|
|
|
|
|
by iknownothow
736 days ago
|
|
I'm probably wrong but the author may have have misunderstood input embeddings. Input embeddings are just dictionary lookup tables. The tokenizer generates tokens and for each token you find its embedding from the lookup. The author is speculating about an embedding model but in reality they're speculating about the image-tokenizer. If I'm not wrong the text tokenizer Tiktoken has a dictionary size of 50k. The image tokenizer could have a very large dictionary size or a very small dictionary size. The 170 tokens this image tokenizer generates might actually have repeating tokens!

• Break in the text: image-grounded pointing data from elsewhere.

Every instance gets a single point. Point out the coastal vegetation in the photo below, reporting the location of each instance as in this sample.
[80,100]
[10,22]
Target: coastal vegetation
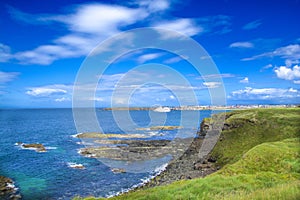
[258,157]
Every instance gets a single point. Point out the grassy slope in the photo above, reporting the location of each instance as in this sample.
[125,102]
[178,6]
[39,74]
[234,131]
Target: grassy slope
[255,166]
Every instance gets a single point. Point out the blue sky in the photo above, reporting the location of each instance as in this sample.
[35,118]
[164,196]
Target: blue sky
[254,44]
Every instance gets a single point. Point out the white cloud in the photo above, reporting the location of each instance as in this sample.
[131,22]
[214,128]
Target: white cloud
[48,90]
[62,99]
[286,73]
[185,26]
[214,76]
[290,52]
[241,45]
[268,66]
[147,57]
[88,25]
[7,76]
[211,84]
[264,93]
[245,80]
[102,18]
[252,25]
[154,5]
[297,82]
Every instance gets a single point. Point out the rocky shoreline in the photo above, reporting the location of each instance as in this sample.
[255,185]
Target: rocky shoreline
[8,190]
[187,166]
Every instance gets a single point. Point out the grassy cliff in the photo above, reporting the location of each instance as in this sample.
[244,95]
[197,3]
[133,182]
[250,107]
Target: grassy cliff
[258,153]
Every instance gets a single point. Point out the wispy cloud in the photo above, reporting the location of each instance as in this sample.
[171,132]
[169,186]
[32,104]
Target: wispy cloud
[252,25]
[268,66]
[147,57]
[214,76]
[63,99]
[48,90]
[245,80]
[185,26]
[7,76]
[212,84]
[5,54]
[287,73]
[291,52]
[88,24]
[241,45]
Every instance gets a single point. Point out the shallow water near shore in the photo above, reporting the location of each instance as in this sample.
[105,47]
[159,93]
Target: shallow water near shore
[48,175]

EDIT: PS. What I meant to say was that input embeddings do not come from another trained model. Tokens come from other trained models. The input embedding matrix undergoes back propagation (learning). This is very important. This allows the model to move the embeddings of the tokens together or apart as it sees fit. If you use embeddings from another model as input embeddings, you're basically adding noise. |
|
But why only choose 13x13 + 1? :(
I'm willing to bet that the author's conclusion of embeddings coming from CNNs is wrong. However, I cannot get the 13x13 + 1 observation out my head though. He's definitely hit on something there. I'm with them that there is very likely a CNN involved. And I'm going to put my bet on the final filters and kernel are the visual vocabulary.
And how do you go from 50k convolutional kernels (think tokens) to always 170 chosen tokens for any image? I don't know...